Should I train a custom model for my data using bonito?

For the vast majority Oxford Nanopore sequencing use cases there is no need to train custom basecall models. Oxford Nanopore releases production basecall models through the Dorado project and these are incorporated into the MinKnow device software available on all Oxford Nanopore devices. These models are trained using a highly diverse pool of training samples and rigorously validated to ensure robust performance across a wide range of sample types, making them the recommended choice for general use cases.

Model training can be a complex and resource-intensive process, requiring a good understanding of machine learning principles, bioinformatics, and nanopore sequencing data. While Bonito provides tools to facilitate model training, it is important to note that we are unable to offer extensive support for custom model training. Users undertaking this should be prepared to troubleshoot and refine their workflows independently, the examples below are intended as a starting point for further development.

Training a model

Bonito models can be trained with the bonito train command. The choice of model design and hyperparameters for training will depend on the experiment and the data provided. Some default values are provided by Bonito, but these may need to be adjusted to fit your requirements.

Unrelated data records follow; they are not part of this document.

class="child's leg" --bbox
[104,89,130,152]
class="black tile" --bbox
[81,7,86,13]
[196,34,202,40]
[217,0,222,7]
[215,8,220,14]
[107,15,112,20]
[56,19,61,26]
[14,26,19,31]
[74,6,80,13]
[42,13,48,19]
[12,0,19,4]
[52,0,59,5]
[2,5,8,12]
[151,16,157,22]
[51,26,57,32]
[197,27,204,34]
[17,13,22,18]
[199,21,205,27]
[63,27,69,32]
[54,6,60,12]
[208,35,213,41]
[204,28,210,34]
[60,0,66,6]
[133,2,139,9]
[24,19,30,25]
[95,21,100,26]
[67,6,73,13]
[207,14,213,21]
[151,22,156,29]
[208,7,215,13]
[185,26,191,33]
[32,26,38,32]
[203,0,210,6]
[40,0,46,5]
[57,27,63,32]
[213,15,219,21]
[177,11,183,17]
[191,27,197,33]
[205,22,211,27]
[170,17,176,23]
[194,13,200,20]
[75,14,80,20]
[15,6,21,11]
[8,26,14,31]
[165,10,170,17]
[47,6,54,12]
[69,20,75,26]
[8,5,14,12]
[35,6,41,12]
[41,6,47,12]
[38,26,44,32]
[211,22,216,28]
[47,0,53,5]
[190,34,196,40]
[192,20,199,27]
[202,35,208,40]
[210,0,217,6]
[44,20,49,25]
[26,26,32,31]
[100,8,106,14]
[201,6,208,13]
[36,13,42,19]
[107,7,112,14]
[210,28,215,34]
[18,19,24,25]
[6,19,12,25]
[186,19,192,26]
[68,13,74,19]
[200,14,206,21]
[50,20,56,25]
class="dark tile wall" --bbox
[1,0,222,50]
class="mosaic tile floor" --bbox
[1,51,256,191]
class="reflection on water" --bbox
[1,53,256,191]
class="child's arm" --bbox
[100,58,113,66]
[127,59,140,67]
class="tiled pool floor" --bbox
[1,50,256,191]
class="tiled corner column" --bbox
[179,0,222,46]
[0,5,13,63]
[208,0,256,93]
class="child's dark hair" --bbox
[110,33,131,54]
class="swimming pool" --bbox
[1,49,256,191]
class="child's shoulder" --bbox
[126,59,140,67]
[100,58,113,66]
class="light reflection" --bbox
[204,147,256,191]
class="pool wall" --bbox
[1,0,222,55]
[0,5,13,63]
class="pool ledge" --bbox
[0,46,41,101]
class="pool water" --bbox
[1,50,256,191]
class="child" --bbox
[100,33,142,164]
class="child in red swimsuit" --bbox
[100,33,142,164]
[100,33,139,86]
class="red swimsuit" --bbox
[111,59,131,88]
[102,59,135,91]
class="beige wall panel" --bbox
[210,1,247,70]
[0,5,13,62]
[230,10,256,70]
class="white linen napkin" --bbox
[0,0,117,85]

The required arguments are shown below, for a full argument list including optional arguments please see bonito train --help

bonito train 
    {output_directory}                     # Positional argument. This is the directory that the output will be written to
    --directory {Path}                     # Path to the training data
    --epochs {int}                         # Number of epochs to train for
    --chunks {int}                         # Number of chunks read per epoch
    --valid-chunks {int}                   # Number of chunks used in validation at the end of each epoch
    ### One of the following arguments must be supplied
    --pretrained {Path}                    # Path to an existing model to finetune from. It is recommended to use a released model.
    --config {Path}                        # Path to a model definition file if training from scratch. Examples can be found in `bonito/models/configs`

Input data type and structure

Preparing training data with --save-ctc

The simplest way to prepare data for bonito training is using the --save-ctc flag with bonito basecaller:

bonito basecaller {initial_model} {input_data} --reference {ref.fasta} --save-ctc > basecalls.bam

In addition to the basecalls.bam output file this will generate a chunks.npy, references.npy and reference_lengths.npy file in the same output directory. This can be used immediately for basecaller training with bonito train ... --directory {basecaller_output_dir}

Understanding the data format

  • chunks.npy is a numpy-array of shape num_chunks * chunksize where each row is a fixed size 'slice' of the raw signal data from the input pod5/fast5.
  • references.npy is a numpy array of shape num_chunks * max_ref_len where each row contains a 'slice' of the reference-sequence which the chunk should align to. Bases are labelled as A=1, C=2, G=3, T=4. Since the number of reference bases will vary between chunks the reference array is zero-padded and the width of the array is the longest reference sequence in the sample
  • reference_lengths.npy is a numpy-array of shape num_chunks. This is a helper array that indicates the start-index of the zero-padding in references.npy

Combining multiple datasets

In some cases it may be necessary to make several calls to bonito basecaller --save-ctc and combine the results. In these cases the output arrays can be combined by concatenation.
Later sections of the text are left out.